The Structure of the Bimolecular Complex between Amphotericin
B and Ergosterol in Membranes Is Stabilized by Face-to-Face van der
Waals Interaction with Their Rigid Cyclic Cores
Amphotericin B (AmB) is a polyene
macrolide antibiotic isolated
from Streptomyces nodosus. The antifungal activity
of AmB can be attributed to the formation of an ion-channel assembly
in the presence of ergosterol (Erg), in which there are two different
AmB–Erg orientations, parallel and antiparallel, as reported
previously.
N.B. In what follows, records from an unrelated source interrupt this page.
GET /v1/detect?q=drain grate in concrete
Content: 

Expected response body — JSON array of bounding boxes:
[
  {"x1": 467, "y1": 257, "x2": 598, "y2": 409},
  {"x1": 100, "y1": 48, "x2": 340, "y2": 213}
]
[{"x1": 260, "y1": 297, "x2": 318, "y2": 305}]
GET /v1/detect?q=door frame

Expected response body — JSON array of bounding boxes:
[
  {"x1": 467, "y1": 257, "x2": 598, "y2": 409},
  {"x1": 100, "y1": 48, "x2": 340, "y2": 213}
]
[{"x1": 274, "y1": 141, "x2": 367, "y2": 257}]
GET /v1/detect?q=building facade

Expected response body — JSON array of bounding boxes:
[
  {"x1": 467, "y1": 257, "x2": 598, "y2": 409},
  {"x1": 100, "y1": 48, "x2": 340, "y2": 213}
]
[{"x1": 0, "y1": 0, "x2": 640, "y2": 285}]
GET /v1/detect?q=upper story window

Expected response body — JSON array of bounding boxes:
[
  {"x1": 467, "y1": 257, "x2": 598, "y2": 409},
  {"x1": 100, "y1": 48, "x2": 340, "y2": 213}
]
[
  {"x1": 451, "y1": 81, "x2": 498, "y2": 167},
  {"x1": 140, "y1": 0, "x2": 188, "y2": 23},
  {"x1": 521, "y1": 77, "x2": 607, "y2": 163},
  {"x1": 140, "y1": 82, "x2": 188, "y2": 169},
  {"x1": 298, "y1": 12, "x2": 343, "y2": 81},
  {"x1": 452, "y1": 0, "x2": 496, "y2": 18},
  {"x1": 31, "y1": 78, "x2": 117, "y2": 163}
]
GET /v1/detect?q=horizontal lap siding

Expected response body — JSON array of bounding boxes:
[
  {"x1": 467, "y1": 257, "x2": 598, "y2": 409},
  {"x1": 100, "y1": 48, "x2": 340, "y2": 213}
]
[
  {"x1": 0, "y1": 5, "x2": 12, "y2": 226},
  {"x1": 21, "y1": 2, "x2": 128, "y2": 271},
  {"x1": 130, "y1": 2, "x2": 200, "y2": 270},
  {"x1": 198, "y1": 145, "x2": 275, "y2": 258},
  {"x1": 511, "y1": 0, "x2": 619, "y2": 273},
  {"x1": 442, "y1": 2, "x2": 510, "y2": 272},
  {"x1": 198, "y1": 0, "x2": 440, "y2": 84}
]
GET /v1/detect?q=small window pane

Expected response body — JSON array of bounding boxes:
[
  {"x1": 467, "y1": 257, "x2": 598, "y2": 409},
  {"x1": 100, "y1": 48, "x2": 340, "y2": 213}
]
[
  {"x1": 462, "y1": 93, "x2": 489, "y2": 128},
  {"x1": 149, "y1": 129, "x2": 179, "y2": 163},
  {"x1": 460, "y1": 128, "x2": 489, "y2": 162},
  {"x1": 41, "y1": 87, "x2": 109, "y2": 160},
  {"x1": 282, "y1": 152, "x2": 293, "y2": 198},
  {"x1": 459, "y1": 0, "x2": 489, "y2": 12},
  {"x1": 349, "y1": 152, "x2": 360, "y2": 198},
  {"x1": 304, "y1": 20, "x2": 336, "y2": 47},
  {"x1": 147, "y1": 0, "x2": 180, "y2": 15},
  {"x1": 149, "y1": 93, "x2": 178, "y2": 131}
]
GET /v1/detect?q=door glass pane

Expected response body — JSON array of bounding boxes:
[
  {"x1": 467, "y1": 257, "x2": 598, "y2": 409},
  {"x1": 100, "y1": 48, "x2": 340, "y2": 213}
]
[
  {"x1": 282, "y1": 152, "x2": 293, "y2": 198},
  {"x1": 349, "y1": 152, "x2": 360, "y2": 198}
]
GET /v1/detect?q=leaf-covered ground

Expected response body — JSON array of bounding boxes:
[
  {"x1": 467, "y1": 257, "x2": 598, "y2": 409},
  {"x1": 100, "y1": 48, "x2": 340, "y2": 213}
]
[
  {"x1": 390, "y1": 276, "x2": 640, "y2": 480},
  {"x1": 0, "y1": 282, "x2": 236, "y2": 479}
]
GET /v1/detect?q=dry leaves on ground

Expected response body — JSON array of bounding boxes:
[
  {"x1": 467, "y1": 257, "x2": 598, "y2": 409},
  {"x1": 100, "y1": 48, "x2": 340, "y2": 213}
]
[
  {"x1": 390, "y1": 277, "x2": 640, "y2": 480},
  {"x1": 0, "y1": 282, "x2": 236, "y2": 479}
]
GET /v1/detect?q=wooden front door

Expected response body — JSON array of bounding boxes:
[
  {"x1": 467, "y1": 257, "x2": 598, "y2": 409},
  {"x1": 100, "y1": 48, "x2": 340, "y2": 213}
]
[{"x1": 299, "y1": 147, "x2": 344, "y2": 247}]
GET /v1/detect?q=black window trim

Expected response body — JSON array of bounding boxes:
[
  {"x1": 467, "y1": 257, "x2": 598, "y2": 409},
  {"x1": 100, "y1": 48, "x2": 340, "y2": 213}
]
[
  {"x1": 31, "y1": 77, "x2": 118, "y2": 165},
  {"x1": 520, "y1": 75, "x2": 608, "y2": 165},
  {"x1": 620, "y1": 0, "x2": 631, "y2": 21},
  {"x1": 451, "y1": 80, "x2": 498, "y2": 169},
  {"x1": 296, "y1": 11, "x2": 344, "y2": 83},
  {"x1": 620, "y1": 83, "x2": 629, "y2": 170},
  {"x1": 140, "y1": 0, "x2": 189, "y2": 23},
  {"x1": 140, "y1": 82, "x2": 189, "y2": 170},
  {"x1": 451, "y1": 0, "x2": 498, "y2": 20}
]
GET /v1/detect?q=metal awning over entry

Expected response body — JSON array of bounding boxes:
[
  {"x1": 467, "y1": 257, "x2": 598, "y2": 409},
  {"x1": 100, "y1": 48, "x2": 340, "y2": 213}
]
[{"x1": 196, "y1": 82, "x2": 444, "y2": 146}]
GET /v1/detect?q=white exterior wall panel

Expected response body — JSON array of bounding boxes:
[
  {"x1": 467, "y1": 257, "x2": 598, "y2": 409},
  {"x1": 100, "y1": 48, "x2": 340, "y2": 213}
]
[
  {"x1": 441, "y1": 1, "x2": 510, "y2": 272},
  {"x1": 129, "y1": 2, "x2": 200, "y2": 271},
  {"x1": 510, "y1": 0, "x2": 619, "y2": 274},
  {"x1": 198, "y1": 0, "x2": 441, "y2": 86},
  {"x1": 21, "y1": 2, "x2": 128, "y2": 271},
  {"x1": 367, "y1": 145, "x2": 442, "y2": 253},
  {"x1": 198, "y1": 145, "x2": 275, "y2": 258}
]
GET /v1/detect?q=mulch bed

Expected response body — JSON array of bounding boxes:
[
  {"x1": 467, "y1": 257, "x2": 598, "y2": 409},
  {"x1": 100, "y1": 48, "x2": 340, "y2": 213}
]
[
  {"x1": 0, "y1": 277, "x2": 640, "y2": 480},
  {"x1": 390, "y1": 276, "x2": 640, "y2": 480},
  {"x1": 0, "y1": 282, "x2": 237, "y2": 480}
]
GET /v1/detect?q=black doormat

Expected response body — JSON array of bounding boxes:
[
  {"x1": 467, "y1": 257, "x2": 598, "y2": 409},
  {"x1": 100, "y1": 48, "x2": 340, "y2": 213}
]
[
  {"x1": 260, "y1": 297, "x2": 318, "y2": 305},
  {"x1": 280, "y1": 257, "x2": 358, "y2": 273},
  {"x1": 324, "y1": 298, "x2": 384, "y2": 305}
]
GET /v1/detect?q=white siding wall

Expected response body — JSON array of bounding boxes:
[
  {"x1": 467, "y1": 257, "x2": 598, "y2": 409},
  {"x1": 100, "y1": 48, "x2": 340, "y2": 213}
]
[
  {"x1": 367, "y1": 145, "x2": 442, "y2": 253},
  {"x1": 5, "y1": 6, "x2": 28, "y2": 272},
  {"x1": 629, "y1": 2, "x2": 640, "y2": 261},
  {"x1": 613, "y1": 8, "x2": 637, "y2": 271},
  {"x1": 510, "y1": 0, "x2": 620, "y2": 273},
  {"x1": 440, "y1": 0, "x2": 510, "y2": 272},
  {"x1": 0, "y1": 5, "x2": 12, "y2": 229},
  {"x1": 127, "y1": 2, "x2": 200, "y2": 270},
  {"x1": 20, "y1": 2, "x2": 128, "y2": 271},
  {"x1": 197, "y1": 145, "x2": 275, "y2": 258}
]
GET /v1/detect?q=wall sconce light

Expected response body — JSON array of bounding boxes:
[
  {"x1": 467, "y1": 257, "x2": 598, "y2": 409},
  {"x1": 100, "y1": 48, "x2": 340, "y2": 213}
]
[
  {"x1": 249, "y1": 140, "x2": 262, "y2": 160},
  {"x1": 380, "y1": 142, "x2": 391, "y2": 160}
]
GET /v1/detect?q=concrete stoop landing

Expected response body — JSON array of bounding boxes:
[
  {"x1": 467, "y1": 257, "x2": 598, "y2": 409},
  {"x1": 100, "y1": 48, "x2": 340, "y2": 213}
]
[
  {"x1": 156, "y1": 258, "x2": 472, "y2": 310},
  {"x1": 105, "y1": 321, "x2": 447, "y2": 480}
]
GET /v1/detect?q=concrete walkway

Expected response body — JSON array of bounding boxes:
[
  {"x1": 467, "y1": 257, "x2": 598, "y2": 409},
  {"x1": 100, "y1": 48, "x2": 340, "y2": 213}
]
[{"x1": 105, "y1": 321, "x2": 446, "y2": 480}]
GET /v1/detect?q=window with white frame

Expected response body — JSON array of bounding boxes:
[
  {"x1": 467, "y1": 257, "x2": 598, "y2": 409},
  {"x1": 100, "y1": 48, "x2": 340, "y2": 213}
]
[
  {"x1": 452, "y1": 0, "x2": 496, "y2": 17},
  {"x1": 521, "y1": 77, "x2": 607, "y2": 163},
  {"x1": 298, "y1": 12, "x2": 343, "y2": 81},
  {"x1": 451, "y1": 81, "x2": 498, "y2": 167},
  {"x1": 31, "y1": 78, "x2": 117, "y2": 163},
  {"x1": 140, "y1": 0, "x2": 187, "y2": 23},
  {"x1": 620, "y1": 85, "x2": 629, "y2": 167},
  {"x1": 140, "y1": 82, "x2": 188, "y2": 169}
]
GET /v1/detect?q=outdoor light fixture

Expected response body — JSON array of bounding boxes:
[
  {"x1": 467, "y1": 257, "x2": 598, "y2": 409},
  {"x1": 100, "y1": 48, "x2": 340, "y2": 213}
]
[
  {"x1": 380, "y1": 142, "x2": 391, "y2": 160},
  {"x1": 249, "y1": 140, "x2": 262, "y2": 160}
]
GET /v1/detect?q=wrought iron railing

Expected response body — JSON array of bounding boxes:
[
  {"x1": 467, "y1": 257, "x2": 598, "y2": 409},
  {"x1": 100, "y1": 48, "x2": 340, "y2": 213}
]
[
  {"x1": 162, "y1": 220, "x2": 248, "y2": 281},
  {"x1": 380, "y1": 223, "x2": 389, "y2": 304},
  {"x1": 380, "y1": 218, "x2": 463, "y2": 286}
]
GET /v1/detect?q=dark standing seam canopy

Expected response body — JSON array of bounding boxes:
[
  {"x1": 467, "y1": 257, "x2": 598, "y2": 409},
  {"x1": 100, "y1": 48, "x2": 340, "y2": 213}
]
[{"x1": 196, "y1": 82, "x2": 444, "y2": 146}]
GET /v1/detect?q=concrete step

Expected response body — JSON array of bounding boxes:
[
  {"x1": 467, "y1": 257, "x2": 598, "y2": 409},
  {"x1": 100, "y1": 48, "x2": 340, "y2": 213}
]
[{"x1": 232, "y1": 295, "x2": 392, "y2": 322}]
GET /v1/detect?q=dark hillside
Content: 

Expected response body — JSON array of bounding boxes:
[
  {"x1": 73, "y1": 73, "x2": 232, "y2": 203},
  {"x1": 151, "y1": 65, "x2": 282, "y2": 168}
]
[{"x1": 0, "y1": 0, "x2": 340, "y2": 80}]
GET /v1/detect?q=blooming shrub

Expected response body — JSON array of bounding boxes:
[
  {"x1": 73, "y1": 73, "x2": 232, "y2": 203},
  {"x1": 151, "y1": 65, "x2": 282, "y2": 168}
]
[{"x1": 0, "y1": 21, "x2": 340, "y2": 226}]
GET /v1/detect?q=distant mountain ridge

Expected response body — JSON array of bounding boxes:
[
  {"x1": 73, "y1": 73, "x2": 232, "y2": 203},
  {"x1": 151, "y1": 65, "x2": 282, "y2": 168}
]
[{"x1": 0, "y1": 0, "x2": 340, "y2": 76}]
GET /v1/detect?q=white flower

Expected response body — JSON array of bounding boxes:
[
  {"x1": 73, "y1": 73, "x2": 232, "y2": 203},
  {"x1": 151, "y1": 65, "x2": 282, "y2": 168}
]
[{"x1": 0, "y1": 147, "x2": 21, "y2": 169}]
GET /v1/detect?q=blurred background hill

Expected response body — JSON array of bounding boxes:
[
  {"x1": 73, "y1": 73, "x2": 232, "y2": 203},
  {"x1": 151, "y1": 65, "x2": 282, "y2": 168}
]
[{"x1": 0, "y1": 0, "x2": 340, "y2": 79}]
In this study, to elucidate the structures of those AmB–Erg
complexes based on solid-state nuclear magnetic resonance, a 19F-labeled AmB derivative was newly prepared by a hybrid synthesis
that utilized degradation products from the drug. Using the 2-(trimethylsilyl)ethoxymethyl
(SEM) group as the protecting group for the carboxylic acid moiety
of AmB, the fully deprotected labeled AmB compounds were obtained
successfully. Then, these labeled AmBs were subjected to 13C{19F} rotational-echo double-resonance (REDOR) experiments
in hydrated lipid bilayers. The results indicated the coexistence
of parallel and antiparallel orientations for AmB and Erg pairing,
at a ratio of 7:3. A total of six distances between AmB and Erg were
successfully obtained. Geometry analysis using the distance constraints
derived from the REDOR experiments provided the plausible AmB–Erg
complex structure for both the parallel and antiparallel interactions.
The flat macrolide of AmB and the tetracyclic core of Erg closely
contacted in a face-to-face manner, thus maximizing the van der Waals
interaction between the two molecules. This interaction can be attributed
to the coexistence of both the parallel and antiparallel orientations.